The Ocean in the Fire Read online

Page 5


  “Why not? I come here all the time.”

  “You know why.”

  “But that was an accident. Why would I have done what she said I did? Especially right in front of people?”

  The clerk sighed. “Because…” she took another breath. “Whatever the hell you people do up there, you make our customers uncomfortable, and we can’t have that. This is a family business.”

  “But I didn’t…”

  “Go.”

  Connor looked around at the other patrons. Surely, one of them, maybe one who had been closer to the door when he had ran into that awful woman, would stand up for him. One of them certainly saw what didn’t happen. He looked at each face, desperately searching for someone to have an ounce of sympathy, someone who would come to his defense.

  They all looked away.

  Every. Single. One.

  As he left the bookstore for the last time, he hoped that the hostility he had just felt was relegated to just the bookstore, and once he was outside, he would figure out how to make everything okay again. It was one thing to be stared at, it was quite another to be accused of a crime. But he held out to the hope that perhaps it could all be fixed, and once it was he could comfortably fade into the background as before.

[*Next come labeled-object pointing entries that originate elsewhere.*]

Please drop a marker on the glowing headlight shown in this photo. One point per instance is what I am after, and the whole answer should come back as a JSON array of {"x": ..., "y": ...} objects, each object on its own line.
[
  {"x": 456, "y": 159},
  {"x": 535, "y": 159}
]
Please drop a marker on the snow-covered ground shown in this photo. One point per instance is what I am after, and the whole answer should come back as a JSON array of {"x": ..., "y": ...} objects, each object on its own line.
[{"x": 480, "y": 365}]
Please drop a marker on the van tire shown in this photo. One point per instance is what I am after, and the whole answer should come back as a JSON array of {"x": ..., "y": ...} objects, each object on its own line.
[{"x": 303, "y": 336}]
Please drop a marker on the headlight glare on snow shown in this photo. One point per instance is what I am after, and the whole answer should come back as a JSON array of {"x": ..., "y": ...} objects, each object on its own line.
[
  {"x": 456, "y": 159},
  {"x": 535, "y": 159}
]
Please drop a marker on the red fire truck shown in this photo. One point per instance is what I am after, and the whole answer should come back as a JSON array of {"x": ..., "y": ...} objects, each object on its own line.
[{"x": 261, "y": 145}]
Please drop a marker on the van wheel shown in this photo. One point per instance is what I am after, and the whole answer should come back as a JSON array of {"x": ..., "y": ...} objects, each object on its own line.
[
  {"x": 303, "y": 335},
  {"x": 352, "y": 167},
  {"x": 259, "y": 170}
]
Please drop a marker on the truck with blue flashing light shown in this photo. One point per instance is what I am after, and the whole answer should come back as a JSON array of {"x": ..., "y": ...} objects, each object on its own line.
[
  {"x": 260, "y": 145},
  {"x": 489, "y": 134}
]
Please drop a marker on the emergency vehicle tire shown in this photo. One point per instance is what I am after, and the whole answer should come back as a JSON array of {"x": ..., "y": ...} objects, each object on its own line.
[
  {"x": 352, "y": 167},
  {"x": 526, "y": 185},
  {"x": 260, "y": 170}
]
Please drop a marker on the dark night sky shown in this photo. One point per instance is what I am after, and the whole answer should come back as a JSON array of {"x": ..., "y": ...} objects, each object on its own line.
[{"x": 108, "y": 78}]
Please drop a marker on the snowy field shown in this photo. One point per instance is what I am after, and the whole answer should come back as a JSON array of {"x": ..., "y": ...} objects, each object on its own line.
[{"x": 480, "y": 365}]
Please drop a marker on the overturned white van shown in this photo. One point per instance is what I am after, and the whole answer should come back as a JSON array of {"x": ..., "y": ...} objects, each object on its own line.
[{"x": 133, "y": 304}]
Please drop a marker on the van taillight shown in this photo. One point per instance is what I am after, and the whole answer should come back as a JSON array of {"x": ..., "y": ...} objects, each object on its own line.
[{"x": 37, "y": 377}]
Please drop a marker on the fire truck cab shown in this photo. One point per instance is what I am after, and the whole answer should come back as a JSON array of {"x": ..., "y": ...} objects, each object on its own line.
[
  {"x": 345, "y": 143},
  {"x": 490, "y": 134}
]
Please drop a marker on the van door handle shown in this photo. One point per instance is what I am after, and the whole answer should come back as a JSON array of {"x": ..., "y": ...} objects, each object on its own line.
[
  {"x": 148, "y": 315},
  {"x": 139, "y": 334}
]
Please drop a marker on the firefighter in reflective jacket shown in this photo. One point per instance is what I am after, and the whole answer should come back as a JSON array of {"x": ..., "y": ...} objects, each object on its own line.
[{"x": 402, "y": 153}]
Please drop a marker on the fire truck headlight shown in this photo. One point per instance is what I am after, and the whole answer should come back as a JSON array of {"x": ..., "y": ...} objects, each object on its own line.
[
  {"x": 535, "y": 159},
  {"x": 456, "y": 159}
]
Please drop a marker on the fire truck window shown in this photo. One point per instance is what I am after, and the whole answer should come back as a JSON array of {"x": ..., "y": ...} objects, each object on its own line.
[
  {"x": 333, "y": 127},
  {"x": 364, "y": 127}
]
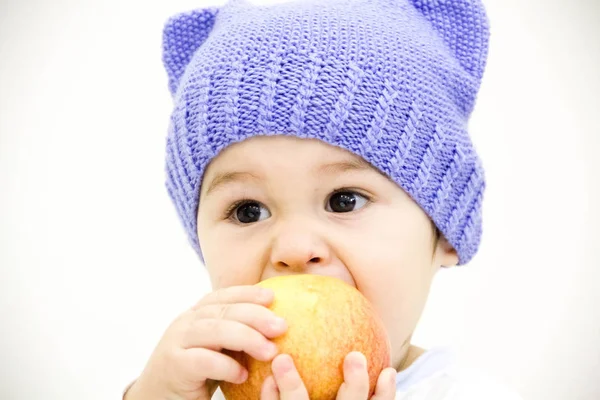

  After he made his way back to the truck, he sat in the driver’s seat for a while, listening to the vinyl squeak as he settled in. He turned his radio down and watched as the world carried on around him. From his parking spot, he could see down both sides of the street. He had the perfect view of every passerby, and as much as he wanted to, he couldn’t deny that something was wrong, and whatever it was had reached beyond one single business. Perhaps there was a misunderstanding, something that could be corrected with a quick explanation.

  Then he remembered the birthday party.

  ***

  When he walked into his house, he stuck his bag of newly purchased items on the kitchen counter. The wire had poked a hole in the bag, and sat menacingly in the air, waiting to scratch the first passerby who was not paying attention to his or her surroundings. “Poe? Are you home?”

  His daughter came running to him from around the corner, shoes clomping loudly on the stairs with each step. “Daddy!” She threw her arms around him. He felt the tug of her little fingers squeeze the fabric of his shirt. The difference between a hug from Poe and a hug from Harper was that Poe didn’t want anything in return. Then there was his son, Gabriel, who preferred a stiff pat on the back above anything else. “Did you have fun in town? What did you do?”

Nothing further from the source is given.